Share The One Book I Keep Rereading

The One Book I Keep Rereading

Taylor Noel is a corporate marketing manager at Simon and Schuster. She loves literary fiction and memoirs, but will read any book put in her hands. Taylor shares her book obsessions on Instagram @books_with_taylor.

I’m not a rereader. I typically read a book once, love or hate it, and then add it to my bookshelves for safekeeping. Even when I really love a book, I just read it the one time. I often love a book because I read it at the right time in my life, and I’d regret jeopardizing that experience by reading a beloved book again. Joanna Cannon’s debut novel, THE TROUBLE WITH GOATS AND SHEEP, is a rare exception.

I’ve actually read this book three times now. Each time I read it, I love it even more as I pick up on subtle nuances I didn’t catch the previous times. This book is like a comfort food I can turn to when I need guaranteed satisfaction.

THE TROUBLE WITH GOATS AND SHEEP begins when Mrs. Creasy disappears from her English neighborhood one morning in the blistering summer of 1976. Grace, a spirited and precocious ten-year-old, and her best friend Tilly decide to investigate when the adults on The Avenue fail to properly do so. A misinterpreted conversation with the local vicar sends the girls door to door looking for God, believing that He might lead them to Mrs. Creasy.

Thus Grace and Tilly accidentally uncover a complicated series of secrets tied to a fateful event ten years before. As they try to make sense of what they’ve seen and heard, a wider history of deception emerges: a missing baby, a deadly fire, and a town united against an outsider.

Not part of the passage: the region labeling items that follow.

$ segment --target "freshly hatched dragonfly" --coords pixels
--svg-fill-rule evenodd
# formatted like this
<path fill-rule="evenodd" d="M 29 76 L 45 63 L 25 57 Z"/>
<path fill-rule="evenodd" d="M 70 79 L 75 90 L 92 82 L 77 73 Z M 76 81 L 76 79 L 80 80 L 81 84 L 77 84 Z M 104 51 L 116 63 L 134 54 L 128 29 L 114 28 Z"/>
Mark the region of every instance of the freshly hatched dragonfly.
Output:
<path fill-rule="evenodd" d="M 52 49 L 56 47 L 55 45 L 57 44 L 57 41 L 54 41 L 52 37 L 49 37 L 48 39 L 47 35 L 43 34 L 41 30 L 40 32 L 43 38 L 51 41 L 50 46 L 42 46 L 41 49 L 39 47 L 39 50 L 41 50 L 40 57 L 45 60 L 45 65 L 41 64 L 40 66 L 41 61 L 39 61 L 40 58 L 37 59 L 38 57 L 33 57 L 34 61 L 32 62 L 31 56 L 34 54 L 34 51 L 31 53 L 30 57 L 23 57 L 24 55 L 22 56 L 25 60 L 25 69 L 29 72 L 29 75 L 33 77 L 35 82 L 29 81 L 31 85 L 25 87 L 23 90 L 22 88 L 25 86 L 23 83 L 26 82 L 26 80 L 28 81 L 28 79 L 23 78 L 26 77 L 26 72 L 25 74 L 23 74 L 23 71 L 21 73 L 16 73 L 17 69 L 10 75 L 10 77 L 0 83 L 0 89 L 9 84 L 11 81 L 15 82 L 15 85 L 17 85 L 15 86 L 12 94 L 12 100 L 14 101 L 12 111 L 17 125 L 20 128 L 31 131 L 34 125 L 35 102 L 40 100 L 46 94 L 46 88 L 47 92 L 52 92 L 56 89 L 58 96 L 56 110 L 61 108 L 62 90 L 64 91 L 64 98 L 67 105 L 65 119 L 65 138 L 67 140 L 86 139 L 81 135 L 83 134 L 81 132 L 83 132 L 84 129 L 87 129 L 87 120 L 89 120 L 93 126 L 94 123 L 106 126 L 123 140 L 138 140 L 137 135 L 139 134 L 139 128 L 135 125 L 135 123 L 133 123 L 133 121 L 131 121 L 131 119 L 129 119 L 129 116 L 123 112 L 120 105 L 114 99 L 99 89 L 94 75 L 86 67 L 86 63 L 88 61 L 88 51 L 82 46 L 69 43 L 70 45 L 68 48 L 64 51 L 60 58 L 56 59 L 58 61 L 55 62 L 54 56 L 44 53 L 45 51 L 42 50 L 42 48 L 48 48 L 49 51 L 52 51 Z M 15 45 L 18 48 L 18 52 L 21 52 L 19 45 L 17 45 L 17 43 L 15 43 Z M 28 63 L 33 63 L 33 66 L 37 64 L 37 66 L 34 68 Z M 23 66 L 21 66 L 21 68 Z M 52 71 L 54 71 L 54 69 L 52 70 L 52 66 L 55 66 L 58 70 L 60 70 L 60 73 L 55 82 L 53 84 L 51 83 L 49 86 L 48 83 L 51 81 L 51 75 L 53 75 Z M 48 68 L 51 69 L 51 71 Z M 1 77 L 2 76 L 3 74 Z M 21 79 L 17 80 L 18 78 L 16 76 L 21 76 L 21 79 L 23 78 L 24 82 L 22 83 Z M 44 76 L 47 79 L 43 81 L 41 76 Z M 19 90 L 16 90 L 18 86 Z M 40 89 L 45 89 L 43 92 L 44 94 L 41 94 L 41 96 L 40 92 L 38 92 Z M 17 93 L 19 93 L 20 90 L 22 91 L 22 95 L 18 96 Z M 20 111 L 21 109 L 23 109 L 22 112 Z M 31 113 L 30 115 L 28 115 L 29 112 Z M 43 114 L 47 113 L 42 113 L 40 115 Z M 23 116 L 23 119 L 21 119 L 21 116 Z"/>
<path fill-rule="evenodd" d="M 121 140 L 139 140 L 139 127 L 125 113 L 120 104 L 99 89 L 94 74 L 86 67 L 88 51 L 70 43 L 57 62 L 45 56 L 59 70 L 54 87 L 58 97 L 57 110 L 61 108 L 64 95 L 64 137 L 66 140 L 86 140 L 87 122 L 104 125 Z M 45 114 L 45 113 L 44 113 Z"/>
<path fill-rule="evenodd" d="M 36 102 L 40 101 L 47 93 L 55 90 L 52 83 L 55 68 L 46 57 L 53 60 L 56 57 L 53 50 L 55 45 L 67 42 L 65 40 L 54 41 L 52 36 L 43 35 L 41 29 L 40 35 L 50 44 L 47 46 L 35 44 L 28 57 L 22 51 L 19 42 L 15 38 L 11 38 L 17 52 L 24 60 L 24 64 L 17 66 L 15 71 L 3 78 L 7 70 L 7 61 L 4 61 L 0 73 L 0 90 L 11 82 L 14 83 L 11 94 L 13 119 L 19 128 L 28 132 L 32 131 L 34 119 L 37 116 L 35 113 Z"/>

A quirky and utterly charming story about a community wrought with secrets and two girls learning what it means to belong, THE TROUBLE WITH GOATS AND SHEEP has it all—endearing characters, an enticing plot, pitch-perfect prose, and expertly executed touches of humor and humanity. Joanna Cannon brilliantly constructs a cast of wildly different characters and an amusing world in which adults do not behave well, but children (mostly) do.

It’s not surprising considering the author is a psychiatrist whose patients inspired her to examine the judgments we form about those who don’t quite fit in and the secrets we keep to protect ourselves—themes she explores in this novel.

Fans of WHERE’D YOU GO, BERNADETTE or THE CURIOUS INCIDENT OF THE DOG IN THE NIGHT-TIME will hurriedly turn the pages of this irresistible book—and then will want to read it all over again.